Our Federal workers will even do more, and I think we need to acknowledge that not by just saying ``you are doing a great job at public service'' but by giving them the support they need. I hope that as we move forward on the budget considerations for fiscal year 2014, we will take into consideration the sacrifices already made by our Federal workforce and give them the support they need to get the job done for the people of this country.

There are provisions which were left out of this continuing resolution omnibus bill which I think should have been included. Let me support Senator Harkin and the amendment he has pending, which would basically put into the continuing resolution the work that was done during regular order by the Appropriations Committee on the Labor-HHS appropriations bill. It really accepts regular order. It doesn't increase the total at all; it just adjusts the money that was spent in fiscal year 2012 to the committee priorities established in fiscal year 2013. In other words, it establishes regular order with the same appropriation dollars in order to update the spending in the agencies under the committee's jurisdiction. This makes sense.

Let me give you one example, and I could give you many others. I spoke about the National Institutes of Health. I spoke about how valuable the work is that they accomplish. Well, as a result of budget reductions, they may now only approve about one out of every seven grants. They make grants to our universities and to groups who work to find answers for these diseases. They only now may do one out of every seven. As was explained to me by Dr. Collins, they must choose between the really great grants that are submitted and the great, great grants that are submitted. They can take only a few of the really great projects that are out there.

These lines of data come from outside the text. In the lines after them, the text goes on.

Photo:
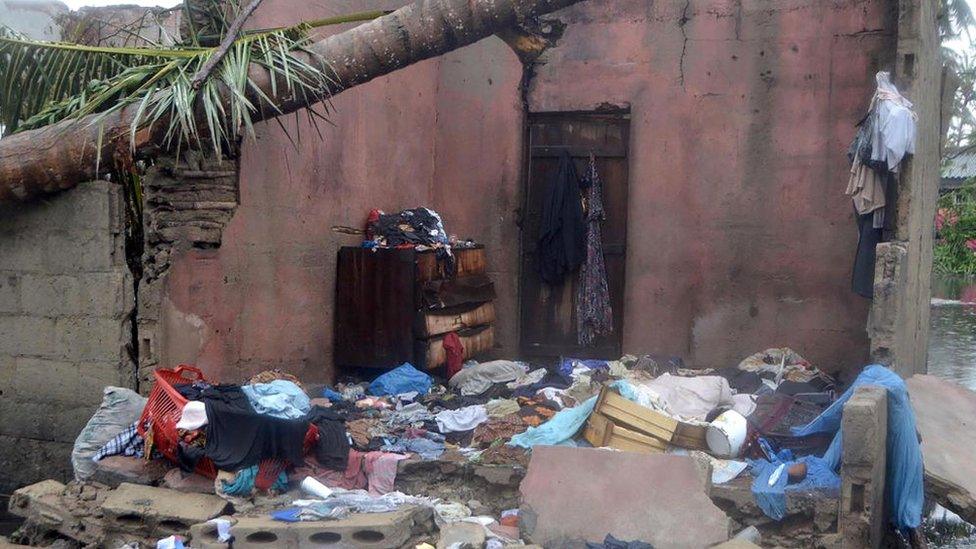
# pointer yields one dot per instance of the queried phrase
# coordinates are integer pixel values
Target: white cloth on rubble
(534, 376)
(480, 377)
(690, 398)
(462, 419)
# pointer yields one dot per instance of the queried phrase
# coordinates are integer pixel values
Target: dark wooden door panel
(548, 313)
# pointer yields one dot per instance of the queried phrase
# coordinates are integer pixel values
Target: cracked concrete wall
(899, 325)
(740, 235)
(66, 299)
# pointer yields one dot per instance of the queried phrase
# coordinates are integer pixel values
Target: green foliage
(957, 217)
(42, 83)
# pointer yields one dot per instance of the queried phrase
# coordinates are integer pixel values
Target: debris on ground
(630, 451)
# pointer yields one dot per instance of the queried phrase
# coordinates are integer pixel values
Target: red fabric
(455, 353)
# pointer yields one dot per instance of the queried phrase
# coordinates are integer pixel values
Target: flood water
(952, 338)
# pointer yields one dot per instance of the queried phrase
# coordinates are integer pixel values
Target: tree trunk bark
(60, 156)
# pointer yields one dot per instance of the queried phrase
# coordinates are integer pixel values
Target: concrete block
(67, 383)
(465, 533)
(375, 530)
(102, 294)
(114, 470)
(175, 479)
(864, 427)
(574, 495)
(9, 293)
(25, 460)
(28, 335)
(865, 422)
(81, 251)
(158, 511)
(91, 339)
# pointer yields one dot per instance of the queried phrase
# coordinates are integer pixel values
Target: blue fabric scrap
(402, 379)
(280, 398)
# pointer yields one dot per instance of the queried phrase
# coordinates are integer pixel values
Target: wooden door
(548, 313)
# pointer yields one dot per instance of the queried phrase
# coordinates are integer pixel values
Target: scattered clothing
(862, 275)
(402, 379)
(477, 379)
(126, 443)
(279, 398)
(557, 430)
(611, 542)
(530, 378)
(243, 483)
(563, 229)
(193, 416)
(498, 429)
(501, 407)
(462, 419)
(536, 410)
(454, 350)
(238, 437)
(332, 446)
(594, 315)
(268, 376)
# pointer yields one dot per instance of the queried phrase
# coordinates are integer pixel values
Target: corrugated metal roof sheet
(962, 166)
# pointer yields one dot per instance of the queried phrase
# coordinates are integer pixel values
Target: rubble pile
(502, 454)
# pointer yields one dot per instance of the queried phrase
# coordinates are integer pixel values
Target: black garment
(332, 449)
(862, 278)
(562, 234)
(238, 437)
(741, 380)
(553, 378)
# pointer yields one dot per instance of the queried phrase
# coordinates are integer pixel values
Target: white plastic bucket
(726, 434)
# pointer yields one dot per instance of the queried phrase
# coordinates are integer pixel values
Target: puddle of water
(952, 334)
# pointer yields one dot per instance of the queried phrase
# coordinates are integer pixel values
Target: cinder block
(83, 250)
(864, 425)
(864, 428)
(68, 383)
(158, 511)
(28, 335)
(25, 461)
(92, 339)
(374, 530)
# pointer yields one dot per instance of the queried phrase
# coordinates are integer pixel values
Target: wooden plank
(598, 430)
(602, 432)
(469, 261)
(440, 294)
(634, 416)
(442, 321)
(430, 353)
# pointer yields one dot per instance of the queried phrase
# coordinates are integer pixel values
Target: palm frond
(42, 83)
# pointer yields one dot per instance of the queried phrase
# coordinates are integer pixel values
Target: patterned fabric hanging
(594, 316)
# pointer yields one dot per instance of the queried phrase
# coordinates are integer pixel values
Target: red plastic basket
(163, 410)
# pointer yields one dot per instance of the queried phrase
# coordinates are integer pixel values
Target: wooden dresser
(395, 306)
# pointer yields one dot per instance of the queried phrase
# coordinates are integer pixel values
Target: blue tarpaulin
(904, 492)
(402, 379)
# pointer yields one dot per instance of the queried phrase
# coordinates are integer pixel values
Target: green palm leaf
(42, 83)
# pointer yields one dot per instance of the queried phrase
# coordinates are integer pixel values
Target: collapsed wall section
(66, 302)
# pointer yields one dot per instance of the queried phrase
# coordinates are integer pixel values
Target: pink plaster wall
(740, 237)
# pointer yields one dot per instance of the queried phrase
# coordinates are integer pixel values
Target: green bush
(955, 224)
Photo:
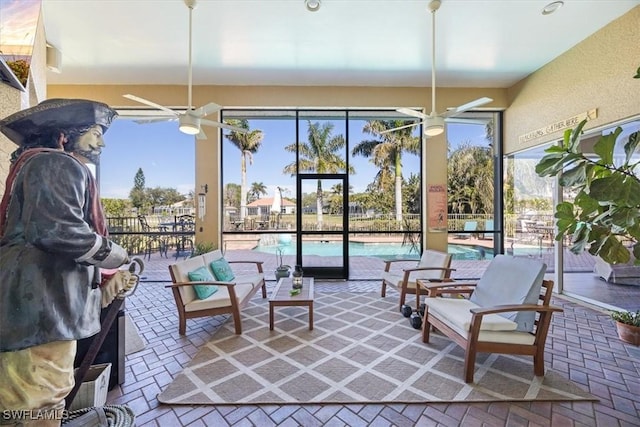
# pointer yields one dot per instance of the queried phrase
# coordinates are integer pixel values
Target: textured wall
(13, 100)
(596, 73)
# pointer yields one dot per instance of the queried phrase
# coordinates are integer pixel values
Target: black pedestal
(112, 349)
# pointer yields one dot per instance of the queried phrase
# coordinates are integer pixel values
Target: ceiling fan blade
(205, 110)
(413, 113)
(467, 121)
(143, 120)
(222, 125)
(400, 127)
(149, 103)
(468, 106)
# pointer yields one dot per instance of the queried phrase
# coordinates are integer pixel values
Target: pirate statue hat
(56, 114)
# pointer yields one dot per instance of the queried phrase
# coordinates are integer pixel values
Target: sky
(166, 156)
(18, 21)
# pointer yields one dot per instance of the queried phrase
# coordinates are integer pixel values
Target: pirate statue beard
(87, 143)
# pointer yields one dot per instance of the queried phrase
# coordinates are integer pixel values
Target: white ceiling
(480, 43)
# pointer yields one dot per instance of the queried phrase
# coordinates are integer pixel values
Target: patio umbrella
(276, 206)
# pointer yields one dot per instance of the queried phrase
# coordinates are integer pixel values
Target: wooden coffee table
(281, 297)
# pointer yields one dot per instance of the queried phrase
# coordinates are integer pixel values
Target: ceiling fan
(191, 120)
(434, 123)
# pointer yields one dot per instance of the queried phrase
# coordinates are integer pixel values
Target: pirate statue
(53, 242)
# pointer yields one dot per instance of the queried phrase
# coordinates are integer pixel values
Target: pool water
(378, 250)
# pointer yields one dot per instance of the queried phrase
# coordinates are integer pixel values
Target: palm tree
(248, 143)
(386, 152)
(257, 189)
(321, 154)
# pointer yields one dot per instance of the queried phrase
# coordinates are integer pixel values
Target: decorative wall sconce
(312, 5)
(202, 201)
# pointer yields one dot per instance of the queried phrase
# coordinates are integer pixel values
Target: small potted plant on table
(283, 269)
(628, 325)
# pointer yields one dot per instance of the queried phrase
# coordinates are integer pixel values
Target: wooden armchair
(508, 312)
(433, 265)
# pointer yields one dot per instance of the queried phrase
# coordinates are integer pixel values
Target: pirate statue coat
(53, 240)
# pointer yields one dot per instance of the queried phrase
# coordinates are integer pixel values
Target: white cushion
(511, 280)
(181, 274)
(220, 298)
(212, 256)
(456, 312)
(395, 280)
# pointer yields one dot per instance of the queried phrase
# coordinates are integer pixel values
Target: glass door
(322, 243)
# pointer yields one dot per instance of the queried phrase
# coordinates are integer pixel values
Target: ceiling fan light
(189, 129)
(189, 124)
(433, 126)
(312, 5)
(433, 130)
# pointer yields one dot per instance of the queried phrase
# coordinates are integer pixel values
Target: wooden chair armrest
(410, 270)
(432, 284)
(258, 264)
(387, 263)
(180, 284)
(482, 311)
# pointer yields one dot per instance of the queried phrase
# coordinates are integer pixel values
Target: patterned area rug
(361, 350)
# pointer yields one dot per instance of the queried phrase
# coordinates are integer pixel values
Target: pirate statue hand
(119, 283)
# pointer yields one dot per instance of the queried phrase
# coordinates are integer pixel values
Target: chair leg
(426, 326)
(264, 290)
(403, 297)
(538, 362)
(469, 363)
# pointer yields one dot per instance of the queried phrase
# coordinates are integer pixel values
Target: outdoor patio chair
(508, 312)
(433, 265)
(488, 229)
(468, 227)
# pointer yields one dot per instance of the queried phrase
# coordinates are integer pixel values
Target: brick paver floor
(582, 345)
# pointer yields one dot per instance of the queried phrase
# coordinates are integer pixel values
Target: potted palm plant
(604, 216)
(283, 269)
(628, 325)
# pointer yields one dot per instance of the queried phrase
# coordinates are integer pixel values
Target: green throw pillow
(222, 270)
(203, 275)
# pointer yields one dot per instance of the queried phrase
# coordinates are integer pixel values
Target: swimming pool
(378, 250)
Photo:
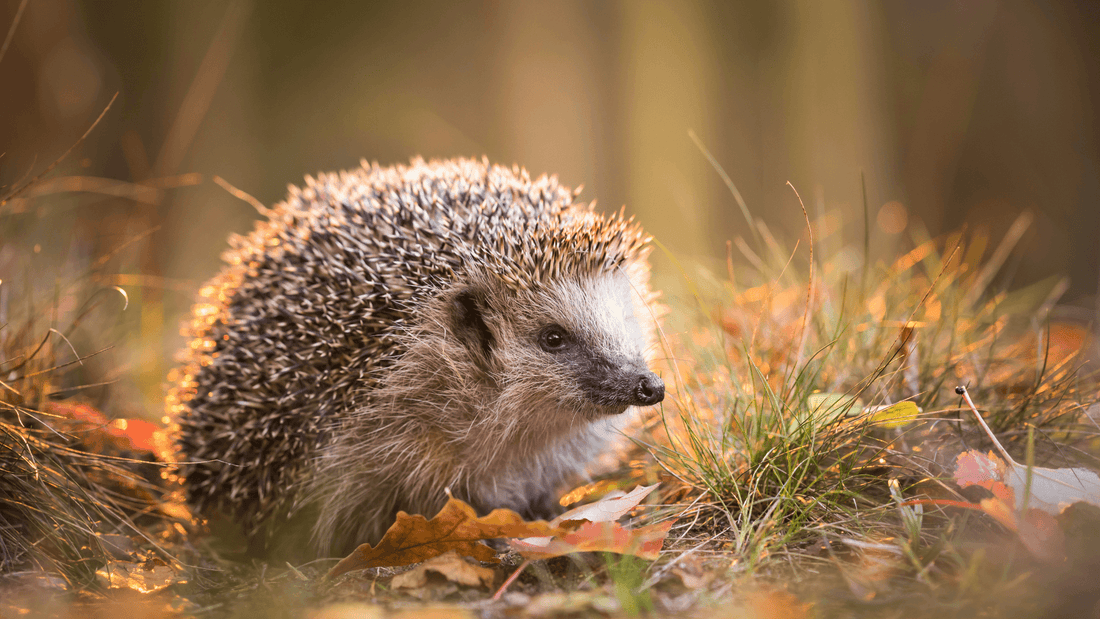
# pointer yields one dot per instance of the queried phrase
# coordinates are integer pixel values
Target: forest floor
(839, 439)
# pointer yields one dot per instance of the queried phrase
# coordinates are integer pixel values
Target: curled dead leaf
(449, 565)
(414, 538)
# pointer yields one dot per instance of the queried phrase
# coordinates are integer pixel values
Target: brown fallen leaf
(124, 574)
(597, 537)
(413, 538)
(448, 565)
(1049, 489)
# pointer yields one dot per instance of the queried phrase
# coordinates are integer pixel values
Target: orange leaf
(413, 538)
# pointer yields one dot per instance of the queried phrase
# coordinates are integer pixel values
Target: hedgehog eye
(553, 339)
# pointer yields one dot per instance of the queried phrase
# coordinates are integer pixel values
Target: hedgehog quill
(389, 333)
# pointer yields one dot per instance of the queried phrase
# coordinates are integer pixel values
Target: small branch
(512, 578)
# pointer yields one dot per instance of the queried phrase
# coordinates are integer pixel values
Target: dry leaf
(413, 538)
(598, 537)
(1051, 489)
(448, 565)
(1051, 492)
(124, 574)
(893, 416)
(607, 509)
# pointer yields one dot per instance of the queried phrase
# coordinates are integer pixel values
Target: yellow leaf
(893, 416)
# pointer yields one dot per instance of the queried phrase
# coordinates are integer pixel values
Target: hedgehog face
(573, 345)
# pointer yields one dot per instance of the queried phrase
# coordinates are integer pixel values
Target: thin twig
(51, 167)
(11, 31)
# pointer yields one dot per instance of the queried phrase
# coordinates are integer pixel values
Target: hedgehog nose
(650, 389)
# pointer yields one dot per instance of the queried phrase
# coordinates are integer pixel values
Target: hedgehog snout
(650, 389)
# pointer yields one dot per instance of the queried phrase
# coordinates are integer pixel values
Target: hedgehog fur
(389, 334)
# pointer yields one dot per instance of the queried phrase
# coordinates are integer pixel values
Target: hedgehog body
(392, 333)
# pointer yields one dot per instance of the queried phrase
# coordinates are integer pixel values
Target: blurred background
(954, 112)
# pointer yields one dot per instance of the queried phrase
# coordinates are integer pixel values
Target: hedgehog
(392, 335)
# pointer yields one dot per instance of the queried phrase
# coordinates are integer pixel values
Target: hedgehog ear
(468, 314)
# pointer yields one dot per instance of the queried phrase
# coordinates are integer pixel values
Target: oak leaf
(448, 565)
(414, 538)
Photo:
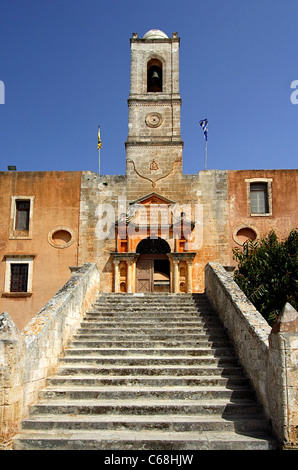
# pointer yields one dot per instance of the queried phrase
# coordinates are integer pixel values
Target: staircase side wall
(32, 355)
(269, 356)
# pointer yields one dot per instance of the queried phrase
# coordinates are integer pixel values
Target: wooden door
(144, 274)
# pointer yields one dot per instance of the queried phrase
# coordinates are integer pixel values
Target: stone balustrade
(269, 356)
(29, 356)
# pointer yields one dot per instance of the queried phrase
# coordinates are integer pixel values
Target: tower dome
(155, 34)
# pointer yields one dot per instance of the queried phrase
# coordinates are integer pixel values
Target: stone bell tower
(154, 146)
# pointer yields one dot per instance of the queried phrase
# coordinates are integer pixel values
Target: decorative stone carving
(153, 119)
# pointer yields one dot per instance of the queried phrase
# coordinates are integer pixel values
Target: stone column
(189, 276)
(283, 377)
(116, 275)
(129, 275)
(176, 275)
(12, 367)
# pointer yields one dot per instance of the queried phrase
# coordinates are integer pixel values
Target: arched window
(153, 246)
(154, 76)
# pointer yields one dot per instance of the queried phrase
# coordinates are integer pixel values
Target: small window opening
(22, 215)
(259, 198)
(19, 277)
(154, 76)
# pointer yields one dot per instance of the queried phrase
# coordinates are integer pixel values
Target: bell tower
(154, 146)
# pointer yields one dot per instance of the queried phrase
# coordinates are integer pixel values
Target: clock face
(153, 120)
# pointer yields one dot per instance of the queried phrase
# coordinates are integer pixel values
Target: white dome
(155, 34)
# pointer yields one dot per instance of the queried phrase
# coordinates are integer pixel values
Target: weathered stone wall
(269, 357)
(29, 356)
(282, 196)
(56, 206)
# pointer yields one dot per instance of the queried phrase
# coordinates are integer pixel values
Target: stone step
(139, 406)
(172, 422)
(161, 370)
(134, 440)
(135, 392)
(87, 341)
(161, 361)
(147, 372)
(153, 336)
(143, 380)
(157, 321)
(87, 351)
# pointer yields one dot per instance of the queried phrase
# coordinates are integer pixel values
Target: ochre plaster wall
(56, 203)
(284, 216)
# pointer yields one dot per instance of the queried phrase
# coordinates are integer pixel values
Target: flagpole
(98, 147)
(204, 125)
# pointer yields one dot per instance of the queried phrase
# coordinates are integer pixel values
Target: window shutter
(22, 216)
(258, 198)
(19, 277)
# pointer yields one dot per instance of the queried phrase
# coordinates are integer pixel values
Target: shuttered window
(259, 198)
(22, 215)
(19, 277)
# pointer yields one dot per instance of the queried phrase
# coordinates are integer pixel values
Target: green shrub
(267, 273)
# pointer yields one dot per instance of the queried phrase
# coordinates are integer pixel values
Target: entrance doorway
(153, 266)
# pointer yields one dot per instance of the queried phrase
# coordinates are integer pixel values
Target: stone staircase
(151, 372)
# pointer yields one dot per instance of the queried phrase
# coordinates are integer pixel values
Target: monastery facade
(153, 229)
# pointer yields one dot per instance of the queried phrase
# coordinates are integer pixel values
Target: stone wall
(269, 356)
(28, 357)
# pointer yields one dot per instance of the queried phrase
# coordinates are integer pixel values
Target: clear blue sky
(66, 68)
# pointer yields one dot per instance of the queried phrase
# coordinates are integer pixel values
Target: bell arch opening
(154, 76)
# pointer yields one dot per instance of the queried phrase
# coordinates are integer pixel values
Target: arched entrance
(153, 266)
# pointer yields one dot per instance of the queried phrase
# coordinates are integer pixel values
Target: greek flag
(204, 125)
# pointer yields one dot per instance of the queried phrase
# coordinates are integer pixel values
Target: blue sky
(65, 65)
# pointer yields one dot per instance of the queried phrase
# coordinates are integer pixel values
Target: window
(259, 196)
(21, 217)
(18, 275)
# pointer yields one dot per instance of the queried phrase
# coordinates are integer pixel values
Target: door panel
(144, 275)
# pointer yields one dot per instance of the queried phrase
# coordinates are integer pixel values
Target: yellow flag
(98, 139)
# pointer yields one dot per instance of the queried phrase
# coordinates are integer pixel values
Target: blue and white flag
(204, 125)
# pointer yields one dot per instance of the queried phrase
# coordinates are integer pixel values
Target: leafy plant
(267, 273)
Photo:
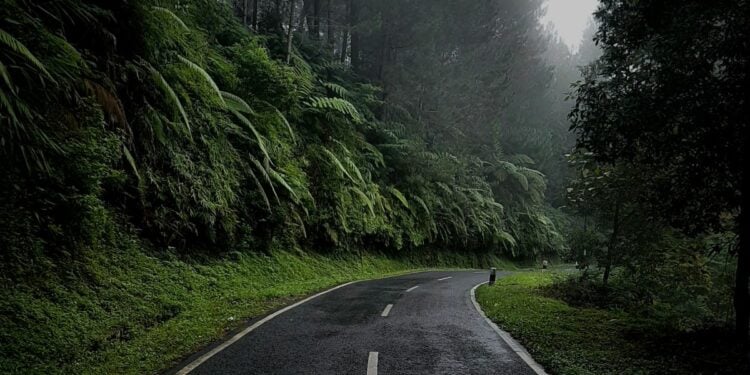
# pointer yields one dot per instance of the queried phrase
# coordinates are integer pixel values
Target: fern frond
(399, 195)
(337, 104)
(171, 97)
(337, 89)
(171, 15)
(282, 118)
(364, 198)
(131, 160)
(338, 164)
(260, 189)
(20, 49)
(234, 102)
(195, 67)
(258, 137)
(263, 170)
(282, 181)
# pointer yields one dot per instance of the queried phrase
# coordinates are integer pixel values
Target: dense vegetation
(576, 340)
(184, 137)
(662, 162)
(143, 141)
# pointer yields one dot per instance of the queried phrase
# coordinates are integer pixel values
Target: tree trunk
(305, 16)
(741, 290)
(347, 30)
(355, 43)
(255, 15)
(289, 32)
(316, 20)
(331, 33)
(612, 243)
(244, 14)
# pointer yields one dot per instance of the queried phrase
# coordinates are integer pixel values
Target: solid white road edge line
(514, 345)
(372, 363)
(387, 310)
(199, 361)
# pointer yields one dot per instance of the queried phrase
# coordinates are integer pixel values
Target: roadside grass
(570, 340)
(128, 312)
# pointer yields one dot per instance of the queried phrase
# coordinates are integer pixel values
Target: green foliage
(176, 127)
(566, 339)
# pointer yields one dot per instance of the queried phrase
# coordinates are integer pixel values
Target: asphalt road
(431, 329)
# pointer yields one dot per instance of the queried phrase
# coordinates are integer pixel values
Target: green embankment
(570, 340)
(133, 313)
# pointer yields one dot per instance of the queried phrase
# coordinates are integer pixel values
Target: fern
(364, 199)
(20, 49)
(171, 97)
(282, 118)
(338, 164)
(260, 189)
(337, 104)
(266, 175)
(172, 16)
(131, 162)
(195, 67)
(282, 181)
(339, 90)
(400, 196)
(258, 137)
(235, 103)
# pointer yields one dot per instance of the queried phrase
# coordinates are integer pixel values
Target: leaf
(258, 137)
(131, 161)
(280, 179)
(260, 189)
(171, 15)
(195, 67)
(338, 164)
(235, 103)
(400, 196)
(364, 198)
(264, 171)
(171, 97)
(337, 104)
(20, 49)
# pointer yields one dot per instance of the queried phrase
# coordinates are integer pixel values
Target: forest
(154, 151)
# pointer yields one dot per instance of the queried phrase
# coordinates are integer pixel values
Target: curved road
(421, 323)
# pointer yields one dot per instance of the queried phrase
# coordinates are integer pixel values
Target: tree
(668, 96)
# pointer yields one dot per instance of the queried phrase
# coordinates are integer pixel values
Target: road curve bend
(423, 323)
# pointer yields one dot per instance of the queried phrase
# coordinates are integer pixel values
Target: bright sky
(570, 18)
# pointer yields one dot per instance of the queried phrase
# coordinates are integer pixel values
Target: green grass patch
(127, 312)
(570, 340)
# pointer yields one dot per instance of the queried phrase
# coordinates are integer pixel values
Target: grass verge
(130, 313)
(570, 340)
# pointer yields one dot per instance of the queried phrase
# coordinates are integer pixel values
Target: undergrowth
(579, 340)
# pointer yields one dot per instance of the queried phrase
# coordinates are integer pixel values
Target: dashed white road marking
(193, 365)
(513, 344)
(387, 310)
(372, 363)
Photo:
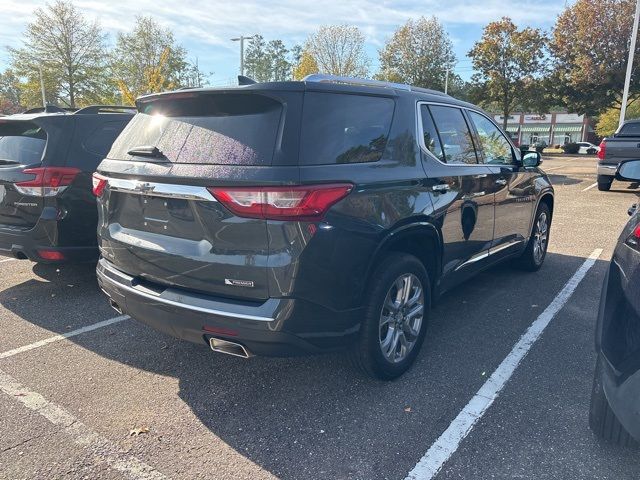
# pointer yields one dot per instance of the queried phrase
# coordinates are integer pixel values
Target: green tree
(306, 65)
(590, 46)
(419, 53)
(267, 62)
(509, 65)
(69, 49)
(338, 50)
(148, 60)
(10, 93)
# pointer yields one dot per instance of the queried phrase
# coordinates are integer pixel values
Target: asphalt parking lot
(115, 399)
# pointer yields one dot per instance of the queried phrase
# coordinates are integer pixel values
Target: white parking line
(62, 336)
(101, 449)
(446, 445)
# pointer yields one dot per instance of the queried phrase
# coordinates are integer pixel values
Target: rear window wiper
(147, 151)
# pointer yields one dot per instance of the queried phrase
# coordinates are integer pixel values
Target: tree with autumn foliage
(419, 53)
(148, 60)
(590, 47)
(337, 50)
(509, 65)
(70, 52)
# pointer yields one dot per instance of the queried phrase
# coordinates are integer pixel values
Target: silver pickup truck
(623, 145)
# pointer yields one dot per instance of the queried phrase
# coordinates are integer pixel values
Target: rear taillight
(48, 181)
(99, 184)
(633, 240)
(306, 202)
(602, 151)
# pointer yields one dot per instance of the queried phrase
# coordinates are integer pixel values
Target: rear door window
(430, 134)
(21, 142)
(218, 129)
(342, 128)
(454, 134)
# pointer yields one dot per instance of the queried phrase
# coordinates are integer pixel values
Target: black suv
(47, 156)
(289, 217)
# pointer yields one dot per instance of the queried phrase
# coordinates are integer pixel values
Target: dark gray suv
(292, 217)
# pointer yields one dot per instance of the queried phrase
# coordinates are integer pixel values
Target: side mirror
(629, 171)
(531, 159)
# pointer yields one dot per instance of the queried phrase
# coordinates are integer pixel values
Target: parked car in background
(623, 145)
(587, 148)
(295, 217)
(47, 211)
(615, 405)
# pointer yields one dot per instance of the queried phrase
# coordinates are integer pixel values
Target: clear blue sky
(204, 27)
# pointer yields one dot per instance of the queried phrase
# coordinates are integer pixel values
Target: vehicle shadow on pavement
(316, 417)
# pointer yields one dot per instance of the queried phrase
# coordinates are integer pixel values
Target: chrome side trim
(195, 308)
(154, 189)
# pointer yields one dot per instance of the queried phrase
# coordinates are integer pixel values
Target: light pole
(632, 51)
(241, 39)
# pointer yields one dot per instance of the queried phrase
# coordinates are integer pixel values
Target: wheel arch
(421, 239)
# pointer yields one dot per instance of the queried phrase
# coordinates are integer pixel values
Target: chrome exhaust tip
(115, 306)
(230, 348)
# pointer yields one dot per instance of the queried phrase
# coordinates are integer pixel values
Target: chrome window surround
(154, 189)
(423, 147)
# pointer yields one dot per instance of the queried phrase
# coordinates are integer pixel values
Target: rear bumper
(32, 244)
(607, 170)
(275, 327)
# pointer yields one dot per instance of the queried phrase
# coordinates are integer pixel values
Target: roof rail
(50, 109)
(322, 78)
(105, 109)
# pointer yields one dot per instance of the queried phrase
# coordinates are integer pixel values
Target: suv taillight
(633, 240)
(48, 181)
(602, 151)
(307, 202)
(99, 183)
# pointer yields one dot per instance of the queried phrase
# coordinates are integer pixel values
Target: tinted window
(220, 129)
(21, 142)
(341, 128)
(99, 141)
(454, 134)
(430, 134)
(495, 147)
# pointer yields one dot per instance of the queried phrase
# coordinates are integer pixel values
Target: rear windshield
(21, 142)
(342, 128)
(630, 129)
(219, 129)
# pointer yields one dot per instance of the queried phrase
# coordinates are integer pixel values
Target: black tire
(367, 354)
(604, 183)
(529, 260)
(602, 421)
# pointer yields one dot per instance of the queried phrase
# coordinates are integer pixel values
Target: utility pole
(241, 39)
(632, 51)
(44, 98)
(446, 80)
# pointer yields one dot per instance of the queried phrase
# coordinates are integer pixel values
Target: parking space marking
(62, 336)
(102, 449)
(446, 445)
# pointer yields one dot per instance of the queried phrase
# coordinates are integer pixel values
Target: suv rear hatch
(160, 223)
(22, 146)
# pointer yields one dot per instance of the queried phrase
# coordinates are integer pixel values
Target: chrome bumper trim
(155, 189)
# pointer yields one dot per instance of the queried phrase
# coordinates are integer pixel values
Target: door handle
(441, 187)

We need to do better. Senator Harkin's amendment would increase the amount of money going to NIH by about $140 million. Once again, it doesn't change the overall totals; it adjusts the priorities from fiscal year 2013 to fiscal year 2014. I urge my colleagues to support the Harkin amendment to enable an agency such as NIH to receive the help needed without affecting the overall spending of this Nation.

I really do look forward to us working together, Democrats and Republicans, in the national interest to compromise in a bipartisan manner. This is what we need to do. This is exactly what Senator Mikulski and Senator Shelby have done in bringing forward this legislation. It deserves our support.

I listened to Senator Murray, as I know we will be voting on a budget next week for fiscal year 2014. What we need to do is work together, Democrats and Republicans, let these bills go to conference, work together and bring out a budget that represents the best for our Nation to move forward.

What I hear most from the people of Maryland is that they want us to make decisions. They need the predictability of a budget. We can give them that for our current year by the enactment of the bill that is currently before us, and then we could give them the predictability they need for the future decisions of our Nation by approving in a bipartisan manner the budget for fiscal year 2014. I would hope we could do that also as this would clearly be in the best interests of our Nation.

Mr. President, I suggest the absence of a quorum.